The saga over New York’s embattled East Hampton Airport (KHTO) reached a new phase last week when the East Hampton town board voted unanimously to close down the field to public use beginning March 1. According to the plan favored by town supervisor Peter Van Scoyoc, who was re-elected in November, the airport serving the wealthy communities on the East end of Long Island would reopen several days later as a private-use facility, subject to prior-permission requirements.
The airport’s fate had been in jeopardy for the past several years as activists railed against the noise of what they said was an increasing volume of aircraft using it.

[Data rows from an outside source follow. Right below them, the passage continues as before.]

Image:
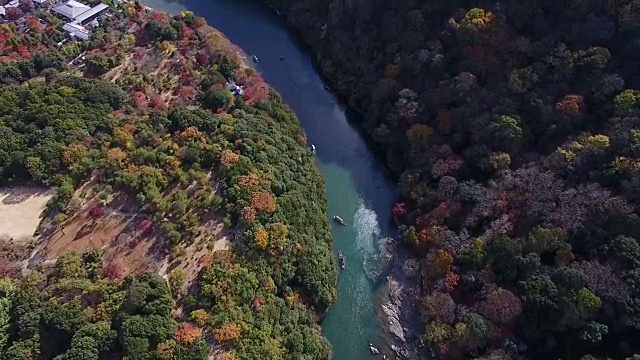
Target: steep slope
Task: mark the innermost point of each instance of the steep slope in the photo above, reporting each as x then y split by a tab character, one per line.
514	131
156	163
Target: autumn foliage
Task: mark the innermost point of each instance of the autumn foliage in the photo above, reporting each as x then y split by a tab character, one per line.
227	332
263	201
188	334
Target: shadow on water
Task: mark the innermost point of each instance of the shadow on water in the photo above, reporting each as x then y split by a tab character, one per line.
331	126
358	185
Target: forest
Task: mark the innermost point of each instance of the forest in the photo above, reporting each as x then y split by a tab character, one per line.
513	129
148	116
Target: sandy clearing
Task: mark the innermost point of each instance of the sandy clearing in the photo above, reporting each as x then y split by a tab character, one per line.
21	210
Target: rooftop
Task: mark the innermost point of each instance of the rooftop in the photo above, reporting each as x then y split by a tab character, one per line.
71	9
76	30
91	12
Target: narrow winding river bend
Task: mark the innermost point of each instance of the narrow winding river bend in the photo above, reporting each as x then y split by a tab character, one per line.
356	186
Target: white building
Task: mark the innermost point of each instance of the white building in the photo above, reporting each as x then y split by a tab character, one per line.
76	30
71	9
80	15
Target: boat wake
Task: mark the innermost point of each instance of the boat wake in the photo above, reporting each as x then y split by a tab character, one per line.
368	240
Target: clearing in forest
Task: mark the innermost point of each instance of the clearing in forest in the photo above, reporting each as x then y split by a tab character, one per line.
127	236
21	211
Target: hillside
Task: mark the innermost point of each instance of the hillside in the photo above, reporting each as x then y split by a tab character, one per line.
155	165
514	132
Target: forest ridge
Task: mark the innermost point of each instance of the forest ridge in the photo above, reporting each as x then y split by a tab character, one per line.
188	221
514	130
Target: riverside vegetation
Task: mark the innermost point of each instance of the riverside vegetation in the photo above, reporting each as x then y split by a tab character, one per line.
147	116
514	130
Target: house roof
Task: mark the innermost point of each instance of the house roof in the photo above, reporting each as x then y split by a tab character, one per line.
76	30
71	9
92	12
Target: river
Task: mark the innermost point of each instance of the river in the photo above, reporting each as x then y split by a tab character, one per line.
357	187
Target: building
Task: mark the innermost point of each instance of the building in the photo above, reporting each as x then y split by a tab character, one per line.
80	15
91	14
77	31
71	9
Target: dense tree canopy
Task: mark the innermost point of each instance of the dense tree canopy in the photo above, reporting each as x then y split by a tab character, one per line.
186	151
513	130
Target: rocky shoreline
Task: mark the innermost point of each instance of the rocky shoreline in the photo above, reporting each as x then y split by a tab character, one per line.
399	302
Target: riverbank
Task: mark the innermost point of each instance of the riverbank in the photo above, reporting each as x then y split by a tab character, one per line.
358	187
401	297
397	307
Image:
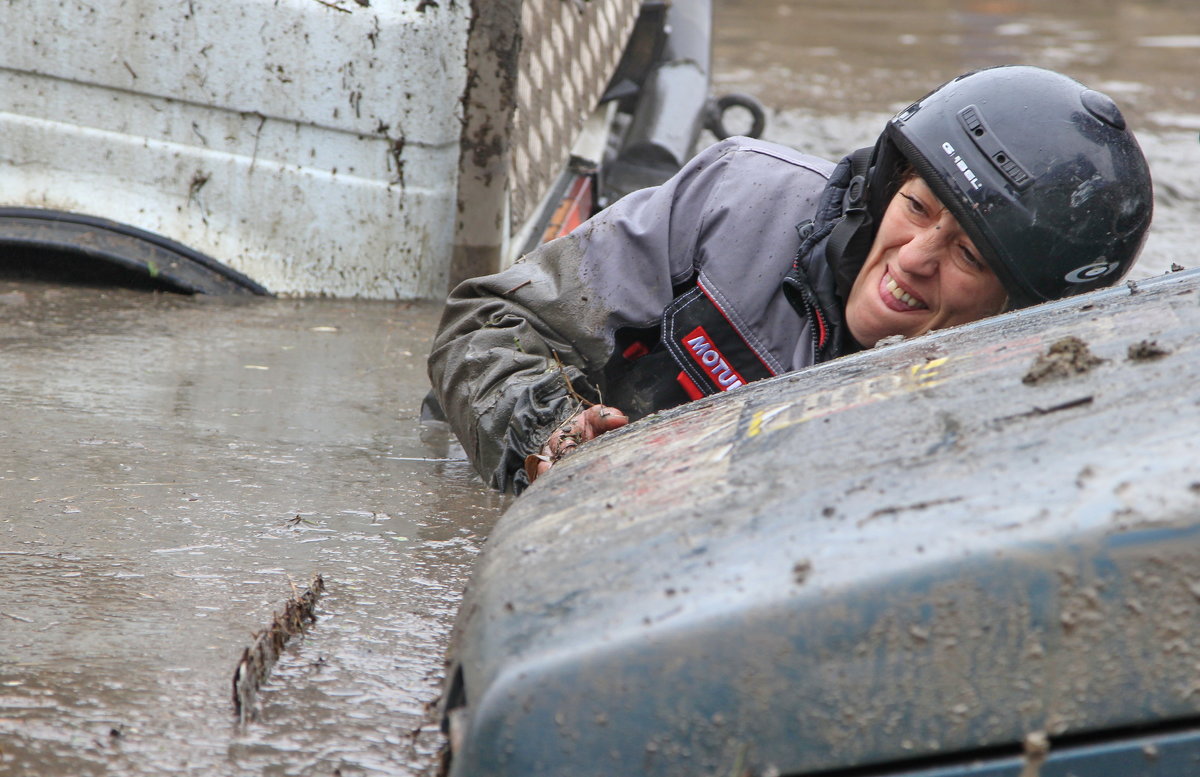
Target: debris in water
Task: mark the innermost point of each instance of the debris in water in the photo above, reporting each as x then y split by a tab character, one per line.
257	660
1146	350
1037	747
1066	357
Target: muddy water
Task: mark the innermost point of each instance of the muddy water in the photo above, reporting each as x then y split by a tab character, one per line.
831	73
155	455
156	451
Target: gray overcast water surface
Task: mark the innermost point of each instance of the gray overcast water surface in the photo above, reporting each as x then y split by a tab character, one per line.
169	467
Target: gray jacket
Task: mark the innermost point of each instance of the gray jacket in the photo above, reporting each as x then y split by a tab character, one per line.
658	272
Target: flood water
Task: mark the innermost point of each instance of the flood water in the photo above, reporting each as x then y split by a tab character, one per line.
171	467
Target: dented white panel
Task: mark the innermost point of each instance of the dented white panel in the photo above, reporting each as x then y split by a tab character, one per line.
310	144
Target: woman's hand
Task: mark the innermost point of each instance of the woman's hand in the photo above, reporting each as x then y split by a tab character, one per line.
581	427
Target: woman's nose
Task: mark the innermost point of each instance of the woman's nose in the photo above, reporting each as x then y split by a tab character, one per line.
923	253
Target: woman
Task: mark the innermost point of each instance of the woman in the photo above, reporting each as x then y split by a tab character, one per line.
999	190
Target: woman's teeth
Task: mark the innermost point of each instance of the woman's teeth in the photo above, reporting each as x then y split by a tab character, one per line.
904	296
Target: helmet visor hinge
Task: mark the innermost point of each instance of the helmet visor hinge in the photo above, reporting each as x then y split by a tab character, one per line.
972	120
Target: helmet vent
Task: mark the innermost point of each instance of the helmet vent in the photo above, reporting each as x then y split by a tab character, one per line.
972	120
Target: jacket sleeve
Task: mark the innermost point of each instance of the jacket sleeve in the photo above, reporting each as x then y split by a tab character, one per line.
515	350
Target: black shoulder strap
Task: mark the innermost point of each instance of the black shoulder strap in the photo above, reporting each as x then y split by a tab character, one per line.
855	215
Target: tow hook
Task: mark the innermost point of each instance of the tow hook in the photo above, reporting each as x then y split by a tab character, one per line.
718	107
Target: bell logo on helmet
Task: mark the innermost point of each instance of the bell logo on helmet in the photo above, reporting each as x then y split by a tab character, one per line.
963	166
1092	271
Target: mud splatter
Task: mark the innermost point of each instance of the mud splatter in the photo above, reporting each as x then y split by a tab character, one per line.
1146	350
1066	357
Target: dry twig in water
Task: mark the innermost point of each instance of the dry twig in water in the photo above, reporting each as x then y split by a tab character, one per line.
257	660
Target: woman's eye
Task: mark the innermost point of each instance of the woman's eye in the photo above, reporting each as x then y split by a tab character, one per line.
915	204
972	259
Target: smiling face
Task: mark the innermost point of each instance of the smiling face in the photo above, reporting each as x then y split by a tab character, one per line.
922	272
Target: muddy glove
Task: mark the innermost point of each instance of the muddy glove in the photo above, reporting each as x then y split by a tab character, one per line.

Yet, for those individuals who own their own aircraft, KHTO remains a convenient and vital link for their comings and goings.

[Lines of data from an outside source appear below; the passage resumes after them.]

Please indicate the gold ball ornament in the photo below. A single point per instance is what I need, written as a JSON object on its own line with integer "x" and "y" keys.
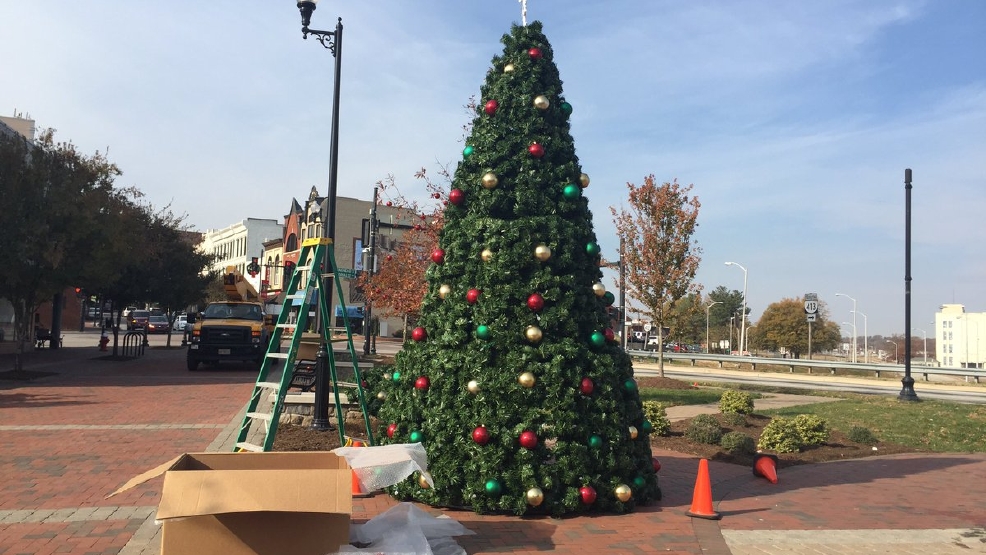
{"x": 490, "y": 180}
{"x": 623, "y": 492}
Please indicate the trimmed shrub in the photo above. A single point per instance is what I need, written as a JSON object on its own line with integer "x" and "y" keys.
{"x": 780, "y": 435}
{"x": 655, "y": 412}
{"x": 733, "y": 419}
{"x": 704, "y": 428}
{"x": 733, "y": 401}
{"x": 863, "y": 435}
{"x": 738, "y": 443}
{"x": 811, "y": 429}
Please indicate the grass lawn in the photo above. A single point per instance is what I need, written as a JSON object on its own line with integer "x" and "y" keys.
{"x": 937, "y": 426}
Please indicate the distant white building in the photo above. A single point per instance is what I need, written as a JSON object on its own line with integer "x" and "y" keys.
{"x": 961, "y": 337}
{"x": 237, "y": 244}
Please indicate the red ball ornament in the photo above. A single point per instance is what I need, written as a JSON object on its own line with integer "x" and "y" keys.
{"x": 587, "y": 386}
{"x": 587, "y": 494}
{"x": 481, "y": 435}
{"x": 535, "y": 302}
{"x": 528, "y": 439}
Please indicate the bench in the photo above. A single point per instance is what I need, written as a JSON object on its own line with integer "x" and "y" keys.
{"x": 43, "y": 336}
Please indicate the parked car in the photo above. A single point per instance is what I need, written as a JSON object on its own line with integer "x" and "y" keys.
{"x": 158, "y": 324}
{"x": 137, "y": 319}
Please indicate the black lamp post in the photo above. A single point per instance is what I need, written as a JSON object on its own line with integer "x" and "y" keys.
{"x": 332, "y": 40}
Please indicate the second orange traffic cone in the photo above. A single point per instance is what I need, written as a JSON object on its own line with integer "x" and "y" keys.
{"x": 765, "y": 466}
{"x": 702, "y": 498}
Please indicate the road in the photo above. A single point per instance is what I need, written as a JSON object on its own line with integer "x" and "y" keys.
{"x": 957, "y": 391}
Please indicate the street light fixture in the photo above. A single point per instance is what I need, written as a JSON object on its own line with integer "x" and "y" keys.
{"x": 854, "y": 344}
{"x": 923, "y": 332}
{"x": 866, "y": 341}
{"x": 331, "y": 40}
{"x": 710, "y": 305}
{"x": 743, "y": 321}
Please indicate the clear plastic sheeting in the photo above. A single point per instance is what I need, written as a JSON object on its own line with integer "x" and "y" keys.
{"x": 405, "y": 530}
{"x": 385, "y": 465}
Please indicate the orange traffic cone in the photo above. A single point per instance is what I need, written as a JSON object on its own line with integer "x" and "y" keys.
{"x": 702, "y": 498}
{"x": 357, "y": 486}
{"x": 765, "y": 466}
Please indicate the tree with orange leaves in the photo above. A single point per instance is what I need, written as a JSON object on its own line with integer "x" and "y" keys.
{"x": 400, "y": 284}
{"x": 660, "y": 257}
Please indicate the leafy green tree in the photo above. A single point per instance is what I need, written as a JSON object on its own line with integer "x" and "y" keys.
{"x": 513, "y": 381}
{"x": 660, "y": 256}
{"x": 784, "y": 325}
{"x": 52, "y": 198}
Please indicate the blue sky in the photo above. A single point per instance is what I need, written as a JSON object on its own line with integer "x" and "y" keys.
{"x": 793, "y": 120}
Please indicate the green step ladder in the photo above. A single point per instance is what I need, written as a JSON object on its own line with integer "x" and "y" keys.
{"x": 261, "y": 423}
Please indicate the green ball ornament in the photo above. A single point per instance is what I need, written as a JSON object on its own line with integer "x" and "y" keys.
{"x": 493, "y": 488}
{"x": 598, "y": 339}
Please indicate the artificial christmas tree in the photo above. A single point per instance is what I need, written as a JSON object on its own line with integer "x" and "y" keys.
{"x": 513, "y": 380}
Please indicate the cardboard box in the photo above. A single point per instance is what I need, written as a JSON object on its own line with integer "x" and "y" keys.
{"x": 296, "y": 503}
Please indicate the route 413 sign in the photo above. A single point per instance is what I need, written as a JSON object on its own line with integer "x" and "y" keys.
{"x": 811, "y": 306}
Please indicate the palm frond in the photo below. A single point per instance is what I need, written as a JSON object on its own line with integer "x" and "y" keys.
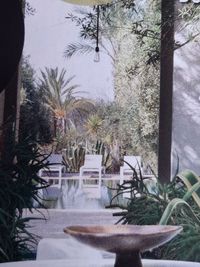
{"x": 77, "y": 48}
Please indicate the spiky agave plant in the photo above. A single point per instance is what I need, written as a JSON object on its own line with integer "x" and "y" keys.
{"x": 19, "y": 188}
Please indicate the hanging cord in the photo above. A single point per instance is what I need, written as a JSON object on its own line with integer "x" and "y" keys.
{"x": 97, "y": 38}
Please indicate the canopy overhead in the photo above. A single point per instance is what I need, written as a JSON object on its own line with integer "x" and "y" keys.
{"x": 88, "y": 2}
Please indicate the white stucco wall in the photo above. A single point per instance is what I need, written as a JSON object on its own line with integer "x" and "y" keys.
{"x": 186, "y": 106}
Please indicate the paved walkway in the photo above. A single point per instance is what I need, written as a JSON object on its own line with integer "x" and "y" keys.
{"x": 57, "y": 220}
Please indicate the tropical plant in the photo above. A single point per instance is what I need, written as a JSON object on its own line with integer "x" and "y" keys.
{"x": 19, "y": 189}
{"x": 93, "y": 125}
{"x": 35, "y": 117}
{"x": 170, "y": 203}
{"x": 63, "y": 100}
{"x": 74, "y": 157}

While the move would preclude regular use by charter and air-taxi operations, the town board, in a nod to those owners, noted that the new system would allow it to impose restrictions on air traffic “without foreclosing the ability of certain operators to continue operating out of the new airport.”

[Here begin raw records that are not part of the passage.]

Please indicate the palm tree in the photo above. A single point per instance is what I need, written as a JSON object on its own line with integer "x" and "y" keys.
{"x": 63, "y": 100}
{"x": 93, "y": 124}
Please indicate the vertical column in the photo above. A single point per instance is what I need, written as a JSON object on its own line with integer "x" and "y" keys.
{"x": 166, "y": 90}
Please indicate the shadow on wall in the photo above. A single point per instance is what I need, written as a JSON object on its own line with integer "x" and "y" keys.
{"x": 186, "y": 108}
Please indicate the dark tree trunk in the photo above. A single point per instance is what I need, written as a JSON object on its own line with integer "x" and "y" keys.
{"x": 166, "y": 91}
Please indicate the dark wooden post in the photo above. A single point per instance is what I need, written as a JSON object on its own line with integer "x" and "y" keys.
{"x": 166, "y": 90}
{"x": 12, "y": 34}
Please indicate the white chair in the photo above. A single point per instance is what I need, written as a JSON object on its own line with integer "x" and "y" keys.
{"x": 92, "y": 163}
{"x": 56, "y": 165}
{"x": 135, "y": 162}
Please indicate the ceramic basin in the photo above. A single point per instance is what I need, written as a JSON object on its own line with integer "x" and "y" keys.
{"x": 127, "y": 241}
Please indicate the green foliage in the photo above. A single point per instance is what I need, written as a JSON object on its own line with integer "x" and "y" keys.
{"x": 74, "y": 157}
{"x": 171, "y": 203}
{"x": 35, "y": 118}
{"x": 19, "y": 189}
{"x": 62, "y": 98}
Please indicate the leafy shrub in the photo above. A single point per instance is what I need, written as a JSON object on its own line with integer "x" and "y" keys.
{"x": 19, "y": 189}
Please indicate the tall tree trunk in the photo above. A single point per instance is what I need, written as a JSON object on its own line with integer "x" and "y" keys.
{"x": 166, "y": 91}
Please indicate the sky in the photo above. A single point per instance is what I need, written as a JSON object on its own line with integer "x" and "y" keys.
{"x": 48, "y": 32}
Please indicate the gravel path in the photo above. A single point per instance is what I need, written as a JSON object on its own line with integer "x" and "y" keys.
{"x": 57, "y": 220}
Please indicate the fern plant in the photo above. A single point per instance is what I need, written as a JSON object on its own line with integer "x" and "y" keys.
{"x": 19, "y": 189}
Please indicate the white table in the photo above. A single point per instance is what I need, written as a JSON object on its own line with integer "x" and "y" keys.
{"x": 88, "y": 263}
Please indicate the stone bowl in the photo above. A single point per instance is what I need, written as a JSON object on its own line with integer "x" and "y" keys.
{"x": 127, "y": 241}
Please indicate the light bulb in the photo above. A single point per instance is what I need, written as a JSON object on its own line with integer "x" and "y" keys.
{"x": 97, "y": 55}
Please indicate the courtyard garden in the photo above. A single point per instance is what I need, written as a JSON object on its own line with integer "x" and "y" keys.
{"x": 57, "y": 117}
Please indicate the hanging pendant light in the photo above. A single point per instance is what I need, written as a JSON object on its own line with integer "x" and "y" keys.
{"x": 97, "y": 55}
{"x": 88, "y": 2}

The move is being opposed by groups such as NBAA that wish to see it remain open for public access.
“We do not see the path to a private-use airport in order to institute restrictions to be viable as proposed by the town, and its ability to receive FAA approval for this course of action remains to be seen,” said Alex Gertsen, NBAA’s director of airports and ground infrastructure. “Nevertheless, choosing this option indicates the town recognizes the value of its airport, and NBAA appreciates the town board making a commitment to keeping KHTO open so that it can continue to play an important role and to serve the communities on the east end of the island.”